Hiromu Takahashi did all he could to save NJPW’s junior heavyweight division. His arrival at the end of 2016 was the shot in the arm it needed. It set up this awesome, fresh rivalry for the title. He attacked KUSHIDA during his entrance, but the champion was no slouch, and turned it around to hit an insane dive. The stuff they did in the ring was crisp, until Hiromu tried a diving rana to the outside. They flubbed it, but Hiromu made up for it with a bonkers senton to the outside. He’s interesting because his wild style allows for things like that to actually be fitting. KUSHIDA learned and adapted, blocking a second sunset flip bomb and catching Hiromu in an armbar. He held it for as long as possible without getting DQed. It was clear that KUSHIDA had to get aggressive to beat this new challenger. The focus remained on Takahashi’s arm, with him having to escape the Hoverboard Lock on multiple occasions. One of those was off the top and countered into an inverted destroyer. Hiromu then used a corner DVD and the Time Bomb to capture his first Jr. Heavyweight Title at 16:14. This was the great Tokyo Dome Jr. Title match we’ve needed for years. It was the catalyst for Hiromu “Wrestler of the First Half” Takahashi. They’d go on to have an even better match in June.

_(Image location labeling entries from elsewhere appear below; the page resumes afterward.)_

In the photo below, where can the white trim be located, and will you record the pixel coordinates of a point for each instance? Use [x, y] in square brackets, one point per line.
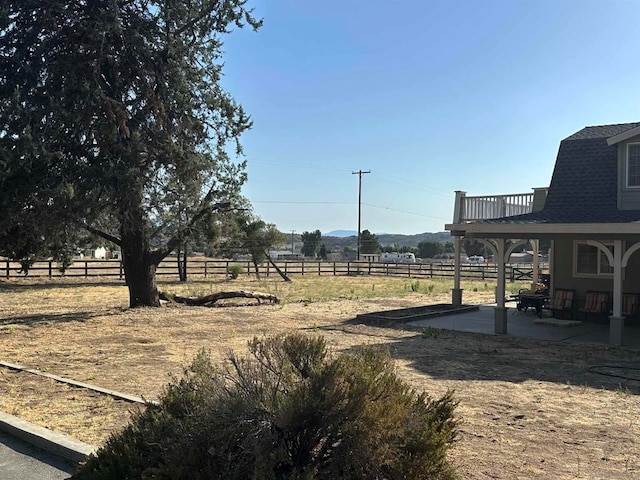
[528, 230]
[621, 137]
[629, 252]
[626, 167]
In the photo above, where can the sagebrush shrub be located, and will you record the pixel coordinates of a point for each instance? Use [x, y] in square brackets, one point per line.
[289, 410]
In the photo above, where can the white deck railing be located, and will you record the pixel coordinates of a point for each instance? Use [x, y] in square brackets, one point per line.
[470, 209]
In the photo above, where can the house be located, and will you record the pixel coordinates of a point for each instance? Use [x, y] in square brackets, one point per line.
[590, 214]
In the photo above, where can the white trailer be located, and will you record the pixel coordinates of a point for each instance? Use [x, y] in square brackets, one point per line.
[395, 257]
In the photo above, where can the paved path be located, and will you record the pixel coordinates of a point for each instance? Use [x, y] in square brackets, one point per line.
[21, 461]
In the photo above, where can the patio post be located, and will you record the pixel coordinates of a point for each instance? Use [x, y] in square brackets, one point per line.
[500, 310]
[616, 320]
[535, 247]
[456, 292]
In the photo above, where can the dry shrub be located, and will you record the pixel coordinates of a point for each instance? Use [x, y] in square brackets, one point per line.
[289, 410]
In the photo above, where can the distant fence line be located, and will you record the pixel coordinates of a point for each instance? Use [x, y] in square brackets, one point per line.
[220, 268]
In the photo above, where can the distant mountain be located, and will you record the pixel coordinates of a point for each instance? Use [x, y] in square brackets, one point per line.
[335, 242]
[341, 233]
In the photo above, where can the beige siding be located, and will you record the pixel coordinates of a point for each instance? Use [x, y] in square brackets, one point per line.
[563, 272]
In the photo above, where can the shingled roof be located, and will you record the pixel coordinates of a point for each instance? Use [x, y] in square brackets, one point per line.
[584, 184]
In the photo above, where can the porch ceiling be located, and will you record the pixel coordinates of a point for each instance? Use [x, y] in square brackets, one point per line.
[625, 231]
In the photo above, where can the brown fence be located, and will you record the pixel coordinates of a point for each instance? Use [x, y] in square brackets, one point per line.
[220, 268]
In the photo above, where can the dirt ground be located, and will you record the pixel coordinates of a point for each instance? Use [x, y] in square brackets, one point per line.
[529, 409]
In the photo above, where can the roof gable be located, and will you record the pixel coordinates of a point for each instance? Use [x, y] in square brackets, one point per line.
[584, 184]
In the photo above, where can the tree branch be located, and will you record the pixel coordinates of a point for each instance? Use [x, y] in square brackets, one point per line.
[104, 235]
[184, 232]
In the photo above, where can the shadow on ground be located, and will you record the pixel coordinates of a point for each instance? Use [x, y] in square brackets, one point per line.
[47, 318]
[465, 356]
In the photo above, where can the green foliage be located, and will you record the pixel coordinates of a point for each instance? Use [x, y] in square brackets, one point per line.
[429, 249]
[235, 270]
[254, 236]
[114, 121]
[369, 242]
[289, 410]
[310, 243]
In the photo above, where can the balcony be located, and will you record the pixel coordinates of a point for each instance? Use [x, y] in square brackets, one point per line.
[472, 209]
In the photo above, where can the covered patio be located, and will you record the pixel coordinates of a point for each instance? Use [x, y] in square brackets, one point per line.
[528, 325]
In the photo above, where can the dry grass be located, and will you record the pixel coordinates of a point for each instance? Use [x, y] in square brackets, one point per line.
[530, 409]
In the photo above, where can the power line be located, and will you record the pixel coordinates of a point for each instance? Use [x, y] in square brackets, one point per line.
[405, 211]
[297, 165]
[359, 173]
[285, 202]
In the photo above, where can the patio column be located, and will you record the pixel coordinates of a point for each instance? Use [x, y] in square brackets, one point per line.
[500, 310]
[616, 321]
[456, 293]
[535, 247]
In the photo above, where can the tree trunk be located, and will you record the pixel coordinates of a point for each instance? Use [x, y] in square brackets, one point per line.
[139, 268]
[140, 276]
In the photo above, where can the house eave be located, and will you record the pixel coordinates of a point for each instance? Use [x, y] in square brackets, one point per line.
[534, 230]
[621, 137]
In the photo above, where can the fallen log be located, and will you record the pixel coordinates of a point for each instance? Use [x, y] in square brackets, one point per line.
[211, 299]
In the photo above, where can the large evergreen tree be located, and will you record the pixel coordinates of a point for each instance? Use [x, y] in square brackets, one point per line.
[113, 120]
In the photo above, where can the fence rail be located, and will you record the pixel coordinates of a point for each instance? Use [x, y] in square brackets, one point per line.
[220, 268]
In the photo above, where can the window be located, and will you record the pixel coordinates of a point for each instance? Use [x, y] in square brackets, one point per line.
[633, 165]
[591, 261]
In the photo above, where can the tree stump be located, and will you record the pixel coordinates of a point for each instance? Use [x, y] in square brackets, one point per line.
[211, 299]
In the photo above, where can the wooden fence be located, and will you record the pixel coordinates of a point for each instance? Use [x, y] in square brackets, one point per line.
[219, 268]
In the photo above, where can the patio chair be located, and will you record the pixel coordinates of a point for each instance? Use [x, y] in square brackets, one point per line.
[595, 303]
[561, 303]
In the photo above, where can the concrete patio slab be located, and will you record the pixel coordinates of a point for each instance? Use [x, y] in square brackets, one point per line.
[528, 325]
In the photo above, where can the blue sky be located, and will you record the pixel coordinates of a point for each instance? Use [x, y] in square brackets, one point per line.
[430, 96]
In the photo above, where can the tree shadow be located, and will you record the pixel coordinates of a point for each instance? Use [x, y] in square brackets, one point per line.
[25, 286]
[45, 318]
[465, 356]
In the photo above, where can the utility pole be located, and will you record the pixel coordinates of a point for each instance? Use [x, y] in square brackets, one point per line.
[359, 173]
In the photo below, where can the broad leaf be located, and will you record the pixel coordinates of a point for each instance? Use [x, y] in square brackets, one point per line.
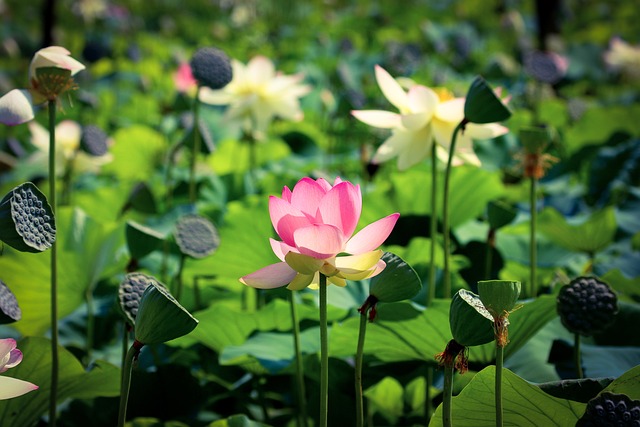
[524, 404]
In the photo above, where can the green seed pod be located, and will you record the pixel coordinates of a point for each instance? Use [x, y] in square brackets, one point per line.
[471, 324]
[482, 105]
[196, 236]
[26, 219]
[130, 293]
[499, 296]
[161, 318]
[397, 282]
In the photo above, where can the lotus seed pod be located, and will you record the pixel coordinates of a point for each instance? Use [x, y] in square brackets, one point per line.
[9, 309]
[93, 141]
[26, 219]
[130, 293]
[161, 318]
[482, 105]
[196, 236]
[609, 409]
[499, 296]
[471, 324]
[211, 67]
[587, 305]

211. Brock Lesnar vs. Daniel Bryan – WWE Survivor Series 2018

Daniel Bryan came out with a smug look like he was in complete control. His new character is amazing. When the match started, he hit and moved like he did against Takeshi Morishima back in 2007. Then, Brock went into Brock mode. He dominated for the next eight or so minutes. He hit an F5 and could have won, but pulled Bryan up. It felt like it was just going to be another lazy Brock squash. The crowd hated it. I hated it. Then, the ref bump came. It was a case of a good ref bump, too. It opened the door for Bryan to hit a low blow and the Busaiku Knee. Though Brock survived, Bryan spent the rest of the match using his wits and speed to find brilliant ways to get the upper hand. They swept everyone up in the drama. Brock’s three weaknesses came into play, including the low blow, steel steps, and ring posts. When Bryan put on the Yes Lock, the fans bought Brock possibly doing the unthinkable and tapping. Alas, he got free, powerbombed out of a triangle choke, and won with the F5 in 18:40. The first segment of Brock dominating went on way too long. I get what they were going for, but if you cut that back a bit, the whole match would be tighter. Either way, this was a banger and some of the best stuff Brock’s been a part of.